Unproved assertions destroy confidence.—Suppose you are trying to sell a table with mahogany-veneer top and red gum legs. To call it a mahogany table will lose the sale immediately, if the customer knows woods. To say that it has a mahogany-veneer top and mahogany finish gum legs may suggest to the buyer that a veneer is a poor substitute for solid wood, and that gum cannot be desirable if it must be finished to look like something else. To ignore the whole matter of materials and construction and to try to sell the table on its beauty and fitness alone may cause the customer to wonder just what you are trying to conceal, which will mean loss of confidence in yourself and your merchandise.

The wise course is to tell the entire truth about the piece in a perfectly matter-of-fact way designed to avoid any invidious comparisons of woods or processes. For example: "This table whose design and coloring you so much admire is as sturdy as it is good looking. Following the practice of some old eighteenth century cabinetmakers, the maker of this piece has combined several woods. Those used in the top are built into the modern five-ply construction, which brings out the full beauty of grain of the mahogany upper ply, ensures freedom from any danger of warping or splitting, and provides the strength of steel. For the legs he has used the beautiful straight-grained red gum of the South."

It is a costly folly to try to sell one material or process by condemning another. We show a table, for example, and speak of "solid American walnut" as if no other wood or construction were worthy of consideration; and 5 minutes later, finding that we have misjudged her price level, we stammer and stumble over an attempt to convince her that plywood is an acceptable substitute.

These are the dangerous devices of mental laziness. When a customer asks us if mahogany is better than birch, or Axminster carpets better than velvets, or solid construction better than veneer, a positive answer is misleading. We certainly should know that mahogany, like birch, varies in excellence according to the individual board; that some Axminsters are better than some velvets, and vice versa; and that the construction is best which best meets the particular requirements of design and purpose, in furniture precisely as in shoes or ships.

The fact is that everything used in making home furnishings of worthy quality has stood the test of time, and therefore is interesting and desirable in its own right. If we cannot make it seem so to customers, we have not learned enough about it.

In selling materials and construction, repetition is needed.—We must be governed by the results of our preliminary talk in picking out for emphasis the particular points which promise to be of interest to each customer.

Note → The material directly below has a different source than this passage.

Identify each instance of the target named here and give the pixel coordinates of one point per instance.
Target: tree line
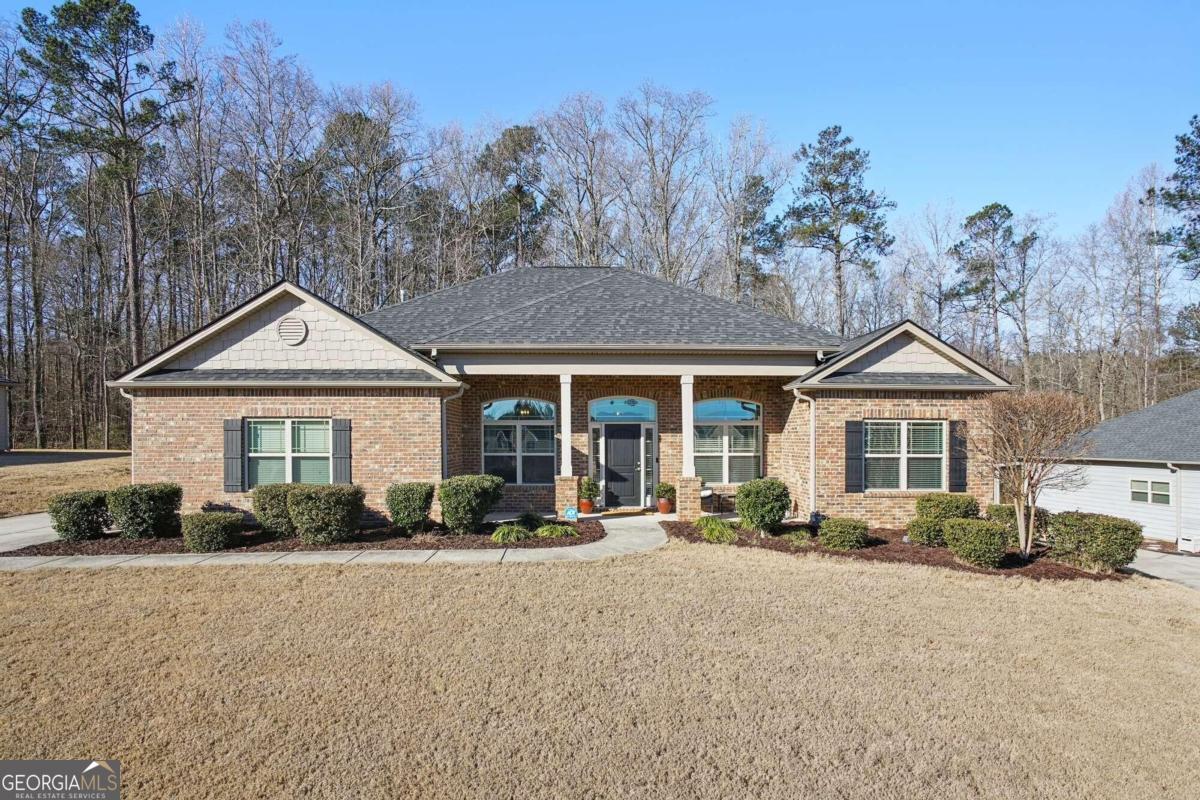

Having made these points, we sometimes need to repeat them, in varying language and in different parts of our sales talk. Moreover, we must never forget that many things which are as familiar to us as the multiplication table are strange to our customers, and therefore difficult to remember.

We know, for example, that concealed differences in construction may make one easy chair worth twice as much as another of identical appearance; that in sliced walnut veneers, figured woods may cost 5 or 10 times as much as plain; but most buyers do not know such things. Accordingly, if we merely state such facts, but fail to groove a memory channel by one or more repetitions, there is an excellent chance that even the customer who wants and can afford good things will look elsewhere, completely forget what we have told her, and buy a cheaper article in the honest belief that she is getting something equally good. What too often happens is that in building up the value of our merchandise we fail to fix the facts in the customer's mind.

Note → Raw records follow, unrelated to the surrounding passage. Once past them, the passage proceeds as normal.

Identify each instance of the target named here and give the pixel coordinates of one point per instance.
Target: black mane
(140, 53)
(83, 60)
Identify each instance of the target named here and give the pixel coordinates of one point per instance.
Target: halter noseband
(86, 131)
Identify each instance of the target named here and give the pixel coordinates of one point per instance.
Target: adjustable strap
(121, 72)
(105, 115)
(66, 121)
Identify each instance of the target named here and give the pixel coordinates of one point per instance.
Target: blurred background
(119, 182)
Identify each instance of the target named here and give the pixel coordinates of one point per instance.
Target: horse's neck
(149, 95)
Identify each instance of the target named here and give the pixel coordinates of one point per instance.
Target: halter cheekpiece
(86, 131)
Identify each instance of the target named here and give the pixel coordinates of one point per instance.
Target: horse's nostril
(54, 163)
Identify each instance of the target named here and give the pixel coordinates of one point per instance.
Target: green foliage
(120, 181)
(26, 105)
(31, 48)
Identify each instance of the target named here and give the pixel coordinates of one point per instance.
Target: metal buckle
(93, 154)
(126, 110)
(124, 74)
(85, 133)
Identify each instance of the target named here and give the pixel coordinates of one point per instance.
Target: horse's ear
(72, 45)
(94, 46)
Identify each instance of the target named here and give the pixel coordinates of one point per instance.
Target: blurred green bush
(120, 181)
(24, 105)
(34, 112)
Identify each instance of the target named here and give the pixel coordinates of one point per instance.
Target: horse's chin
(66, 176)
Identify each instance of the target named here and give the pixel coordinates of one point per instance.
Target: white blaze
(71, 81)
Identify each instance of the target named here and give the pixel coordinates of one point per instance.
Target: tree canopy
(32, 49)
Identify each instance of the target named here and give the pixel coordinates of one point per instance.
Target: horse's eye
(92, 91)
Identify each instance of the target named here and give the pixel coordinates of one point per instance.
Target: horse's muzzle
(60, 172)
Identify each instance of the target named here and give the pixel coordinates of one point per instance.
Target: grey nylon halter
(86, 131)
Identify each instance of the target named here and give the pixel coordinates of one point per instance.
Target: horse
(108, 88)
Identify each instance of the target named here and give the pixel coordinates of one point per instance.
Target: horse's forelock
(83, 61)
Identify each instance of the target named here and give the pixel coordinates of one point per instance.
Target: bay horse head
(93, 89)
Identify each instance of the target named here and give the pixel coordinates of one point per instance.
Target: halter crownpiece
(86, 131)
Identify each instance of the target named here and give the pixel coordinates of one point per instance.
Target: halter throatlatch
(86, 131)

Treat merchandise carefully, and show it under the most favorable conditions.—It is self evident that valuable merchandise must be so handled as to imply that it is of distinguished excellence.

Respect in handling inspires respect.—A woman will not buy an article unless and until she has identified it with herself—conceived of it as belonging to herself, and in her own home. Suppose that we are showing her a length of drapery fabric. If we crush it, or handle it as if it were calico or cheesecloth, or chance to step on it before she makes this unconscious identification with herself, she will think less of it; if after, she will think less of us. Either reaction will be harmful.